Documentation
¶
Overview ¶
Package cache the data store
Index ¶
- Constants
- Variables
- func CachedResponse(c Cache, req *http.Request) (resp *http.Response, err error)
- func Date(respHeaders http.Header) (date time.Time, err error)
- func IsFromCache(res *http.Response) bool
- type Cache
- type Cookie
- type Options
- type Policy
- type Transport
- func (t *Transport) Client() *http.Client
- func (t *Transport) RoundTrip(req *http.Request) (resp *http.Response, err error)
- func (t *Transport) RoundTripDummy(req *http.Request) (resp *http.Response, err error)
- func (t *Transport) RoundTripRFC2616(req *http.Request) (resp *http.Response, err error)
- func (t *Transport) SetProxy(proxy func(*http.Request) (*url.URL, error))
Constants ¶
const ( // XFromCache is the header added to responses that are returned from the cache XFromCache = "X-From-Cache" // DefaultPath the default cache path DefaultPath = "cache" )
Variables ¶
var ErrNoDateHeader = errors.New("no Date header")

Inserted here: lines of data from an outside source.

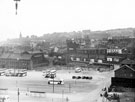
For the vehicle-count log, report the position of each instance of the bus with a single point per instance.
(56, 81)
(49, 74)
(2, 73)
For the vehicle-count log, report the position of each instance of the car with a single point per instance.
(83, 77)
(73, 77)
(78, 77)
(4, 98)
(56, 81)
(78, 70)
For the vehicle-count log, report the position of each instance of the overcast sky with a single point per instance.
(37, 17)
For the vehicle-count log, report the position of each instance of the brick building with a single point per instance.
(25, 60)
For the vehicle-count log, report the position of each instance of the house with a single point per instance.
(125, 71)
(128, 62)
(124, 78)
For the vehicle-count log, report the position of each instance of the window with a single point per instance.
(109, 59)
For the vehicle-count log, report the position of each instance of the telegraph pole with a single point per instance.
(16, 5)
(18, 94)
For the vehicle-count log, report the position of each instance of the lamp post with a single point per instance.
(16, 5)
(18, 93)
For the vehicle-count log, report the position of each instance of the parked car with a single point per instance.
(78, 70)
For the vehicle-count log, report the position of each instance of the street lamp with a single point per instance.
(53, 84)
(16, 5)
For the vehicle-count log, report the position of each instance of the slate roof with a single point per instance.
(16, 56)
(126, 67)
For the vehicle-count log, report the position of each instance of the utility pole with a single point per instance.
(53, 84)
(16, 5)
(18, 93)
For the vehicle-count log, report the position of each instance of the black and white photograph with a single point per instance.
(67, 50)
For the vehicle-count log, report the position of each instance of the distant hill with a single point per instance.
(62, 36)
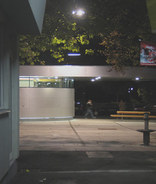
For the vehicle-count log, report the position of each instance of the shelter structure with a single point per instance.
(47, 92)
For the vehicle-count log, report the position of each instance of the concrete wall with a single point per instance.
(106, 72)
(9, 109)
(46, 103)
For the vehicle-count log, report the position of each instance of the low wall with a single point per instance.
(46, 103)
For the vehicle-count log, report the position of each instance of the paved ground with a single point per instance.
(84, 151)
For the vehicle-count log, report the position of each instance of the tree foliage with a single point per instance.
(119, 25)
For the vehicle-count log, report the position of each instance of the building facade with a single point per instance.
(16, 17)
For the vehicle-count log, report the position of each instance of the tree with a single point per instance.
(116, 25)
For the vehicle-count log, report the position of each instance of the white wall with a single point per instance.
(47, 102)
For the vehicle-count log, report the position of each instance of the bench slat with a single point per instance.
(132, 112)
(130, 116)
(126, 115)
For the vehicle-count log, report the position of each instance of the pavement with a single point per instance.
(85, 151)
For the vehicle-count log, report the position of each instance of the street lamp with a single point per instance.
(78, 12)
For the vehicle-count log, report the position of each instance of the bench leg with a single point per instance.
(146, 138)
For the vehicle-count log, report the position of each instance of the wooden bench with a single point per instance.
(131, 114)
(138, 114)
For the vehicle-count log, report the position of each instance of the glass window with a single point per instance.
(45, 82)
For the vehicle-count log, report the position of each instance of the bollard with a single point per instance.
(146, 131)
(146, 118)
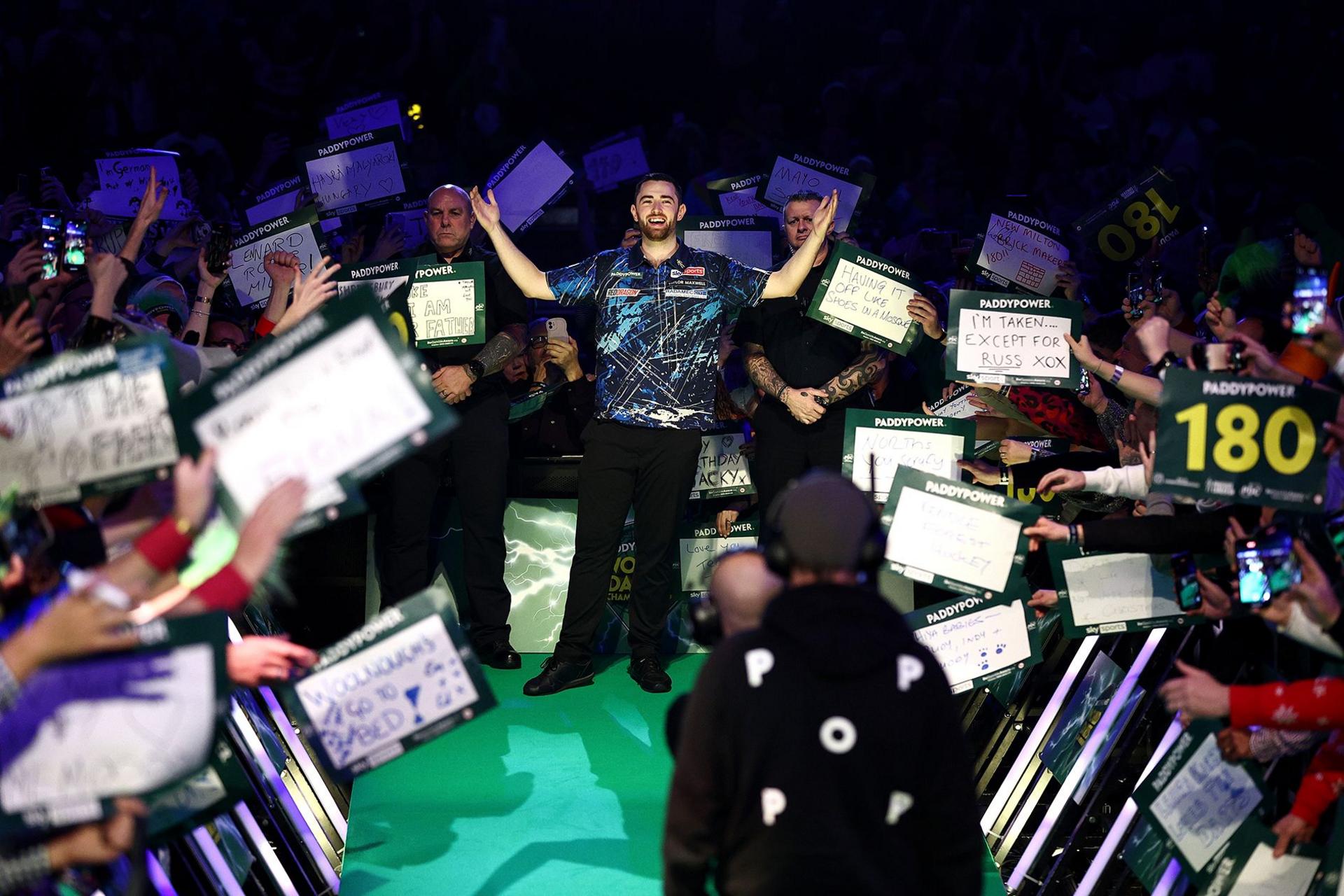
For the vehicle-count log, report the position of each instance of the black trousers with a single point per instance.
(654, 469)
(477, 453)
(787, 449)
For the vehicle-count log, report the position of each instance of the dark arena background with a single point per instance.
(1155, 182)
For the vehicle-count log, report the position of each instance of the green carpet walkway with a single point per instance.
(547, 796)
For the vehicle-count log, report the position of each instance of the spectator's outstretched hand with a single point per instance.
(258, 659)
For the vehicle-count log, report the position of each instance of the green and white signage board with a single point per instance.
(90, 421)
(1242, 440)
(296, 232)
(796, 174)
(1014, 340)
(396, 684)
(447, 304)
(879, 442)
(332, 402)
(134, 723)
(866, 296)
(701, 545)
(1021, 250)
(358, 171)
(1196, 798)
(1113, 593)
(976, 640)
(958, 536)
(746, 239)
(1246, 865)
(390, 280)
(722, 468)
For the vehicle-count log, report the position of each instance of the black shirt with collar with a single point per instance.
(804, 352)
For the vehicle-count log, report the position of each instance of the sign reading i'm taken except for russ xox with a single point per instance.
(447, 304)
(876, 444)
(90, 421)
(1021, 250)
(977, 641)
(1114, 593)
(799, 174)
(866, 295)
(359, 171)
(958, 536)
(295, 232)
(1124, 227)
(134, 723)
(528, 182)
(396, 684)
(1012, 340)
(332, 402)
(722, 468)
(1242, 440)
(746, 239)
(701, 545)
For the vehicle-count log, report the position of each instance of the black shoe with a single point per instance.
(648, 673)
(556, 676)
(499, 654)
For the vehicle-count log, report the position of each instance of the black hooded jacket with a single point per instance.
(835, 713)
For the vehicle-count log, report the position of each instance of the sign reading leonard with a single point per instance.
(1012, 340)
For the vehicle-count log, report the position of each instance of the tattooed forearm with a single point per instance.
(864, 371)
(502, 348)
(762, 374)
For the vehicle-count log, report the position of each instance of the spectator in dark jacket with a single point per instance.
(822, 752)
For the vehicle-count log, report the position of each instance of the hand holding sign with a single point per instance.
(311, 293)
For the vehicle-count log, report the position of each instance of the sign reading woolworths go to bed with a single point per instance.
(866, 295)
(1012, 340)
(1242, 440)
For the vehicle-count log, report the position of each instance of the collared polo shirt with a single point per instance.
(657, 330)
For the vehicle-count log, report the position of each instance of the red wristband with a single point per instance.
(164, 546)
(227, 590)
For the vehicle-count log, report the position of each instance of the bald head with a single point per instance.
(741, 587)
(448, 216)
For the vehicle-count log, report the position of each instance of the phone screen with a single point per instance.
(1265, 567)
(1310, 295)
(51, 246)
(1187, 586)
(77, 246)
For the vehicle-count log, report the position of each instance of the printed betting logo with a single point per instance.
(1030, 276)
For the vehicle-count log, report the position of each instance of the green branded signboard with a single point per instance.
(866, 296)
(1012, 340)
(447, 304)
(958, 536)
(1242, 440)
(876, 444)
(332, 400)
(90, 421)
(1114, 593)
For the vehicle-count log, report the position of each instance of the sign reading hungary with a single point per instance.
(1015, 340)
(1242, 440)
(866, 295)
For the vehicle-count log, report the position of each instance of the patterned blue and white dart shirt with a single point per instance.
(657, 330)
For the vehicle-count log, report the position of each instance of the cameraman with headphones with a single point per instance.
(822, 752)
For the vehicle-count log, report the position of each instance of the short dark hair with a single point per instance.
(806, 197)
(657, 175)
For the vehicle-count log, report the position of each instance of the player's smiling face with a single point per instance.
(656, 210)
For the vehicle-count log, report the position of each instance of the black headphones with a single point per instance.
(778, 559)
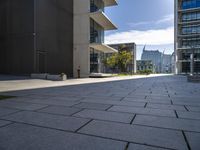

ErrNoDateHeader indicates that the HTTP headers contained no Date header.
Functions ¶
func CachedResponse ¶
CachedResponse returns the cached http.Response for req if present, and nil otherwise.
func IsFromCache ¶
IsFromCache returns true if the response is from cache
Types ¶
type Cache ¶
type Cache interface {
Get(key string) ([]byte, bool)
Set(key string, value []byte)
SetWithTimeout(key string, value []byte, timeout time.Duration)
Del(key string)
}
A Cache interface is used to store bytes.
type Cookie ¶
type Cookie interface {
http.CookieJar
// SetCookieString handles the receipt of the cookies string in a reply for the given URL.
SetCookieString(u *url.URL, cookies string)
// CookieString returns the cookies string for the given URL.
CookieString(u *url.URL) string
// DeleteCookie delete the cookies for the given URL.
DeleteCookie(u *url.URL)
}
Cookie manages storage and use of cookies in HTTP requests. Implementations of Cookie must be safe for concurrent use by multiple goroutines.
type Options ¶
type Options struct {
Path string `yaml:"path"`
ExpireCleanInterval time.Duration `yaml:"expire-clean-interval"`
}
Options the cache configuration
type Policy ¶
type Policy string
Policy has no awareness of any HTTP Cache-Control directives.
const ( // Dummy policy is useful for testing spiders faster (without having to wait for downloads every time) // and for trying your spider offline, when an Internet connection is not available. // The goal is to be able to “replay” a spider run exactly as it ran before. Dummy Policy = "dummy" // RFC2616 This policy provides a RFC2616 compliant HTTP cache, i.e. with HTTP Cache-Control awareness, // aimed at production and used in continuous runs to avoid downloading unmodified data // (to save bandwidth and speed up crawls). RFC2616 Policy = "rfc2616" )
type Transport ¶
type Transport struct {
Policy Policy
// The RoundTripper interface actually used to make requests
// If nil, http.DefaultTransport is used
Transport http.RoundTripper
Cache Cache
// If true, responses returned from the cache will be given an extra header, X-From-Cache
MarkCachedResponses bool
}
Transport is an implementation of http.RoundTripper that will return values from a cache where possible (avoiding a network request) and will additionally add validators (etag/if-modified-since) to repeated requests allowing servers to return 304 / Not Modified
func NewTransport ¶
NewTransport returns new Transport with the provided Cache implementation and MarkCachedResponses set to true
func (*Transport) RoundTrip ¶
RoundTrip is a wrapper for caching requests. If there is a fresh Response already in cache, then it will be returned without connecting to the server.
func (*Transport) RoundTripDummy ¶
RoundTripDummy has no awareness of any HTTP Cache-Control directives. Every request and its corresponding response are cached. When the same request is seen again, the response is returned without transferring anything from the Internet.
func (*Transport) RoundTripRFC2616 ¶
RoundTripRFC2616 provides a RFC2616 compliant HTTP cache, i.e. with HTTP Cache-Control awareness, aimed at production and used in continuous runs to avoid downloading unmodified data (to save bandwidth and speed up crawls).
If there is a stale Response, then any validators it contains will be set on the new request to give the server a chance to respond with NotModified. If this happens, then the cached Response will be returned.